Récit de Dinah Shashaweskum
Entrevue enregistrée à Wemindji, QC
Photo : Dinah (à gauche) et sa sœur Rita à Wemindji, 2018, Collection du département du bien-être et de la culture de Wemindji
Oui, une fois, je me souviens, le territoire de piégeage [territoire de chasse familial], celui de mon père, était très loin, même plus loin que Sakami [Sakami est un très grand lac], de l’autre côté. On y allait, ou on partait à pied, on voyageait en marchant pour que l’avion ne soit pas obligé de monter jusque-là. C’est à Sakami que l’avion arrivait, puis on marchait plus loin à l’intérieur du territoire. Je pense qu’on marchait deux ou trois jours à partir de l’endroit où l’avion nous avait laissés.
Je me souviens d’avoir créé un campement en cours de route. Il n’y avait pas de camps ni d’habitation, on installait un campement même si c’était juste pour une nuit ou deux. Et les gens chassaient en route. Si on n’avait pas assez de nourriture, on installait un filet de pêche le soir pendant une ou deux nuits pour avoir quelque chose à manger le lendemain ou pendant le voyage. Et on mettait des pièges à lapins, et des pièges à perdrix. En route, on n’avait pas beaucoup de nourriture achetée, seulement de la farine pour le bannock, de la poudre à pâte, du lard, du sucre, du thé et du lait pour les enfants, du lait en poudre.
Je me souviens quand on voyageait cette fois-là, on avait fait presque tout le chemin à pied. Quelques-uns, mon frère et les hommes plus jeunes partaient en avant [parce qu’ils étaient plus rapides] et commençaient à construire l’abri pour la nuit, un tipi. Il n’était pas grand, juste assez grand pour que tout le monde puisse dormir. Donc, ils ont commencé à construire le tipi avant qu’on arrive. Aussitôt qu’on est arrivés, on a commencé à aider à ramasser les branches d’épinette pour le plancher et le bois de chauffage.
Je me souviens qu’il faisait vraiment froid au coucher. On n’avait pas de gros matelas pour dormir. On avait des couvertures de plumes, on a utilisé ça et aussi des peaux d’ours pour se tenir au chaud. Et il faisait quand même très froid. On s’est couchés serrés l’un sur l’autre pour se tenir au chaud.
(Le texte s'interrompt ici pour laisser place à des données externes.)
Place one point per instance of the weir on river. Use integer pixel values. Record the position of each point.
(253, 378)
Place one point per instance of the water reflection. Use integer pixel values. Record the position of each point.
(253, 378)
Je ne sais pas vraiment tout le chemin qu’on a fait cette fois-là. Je me souviens qu’un avion est arrivé plus tard sur le lac pour nous ramener [à Wemindji]. Juste les femmes et les enfants sont montés dans l’avion. Les hommes sont retournés à pied à Paint Hills. Ça, c’était une longue distance. Je voulais vous raconter cette histoire, je me souviendrai toujours de ce temps-là.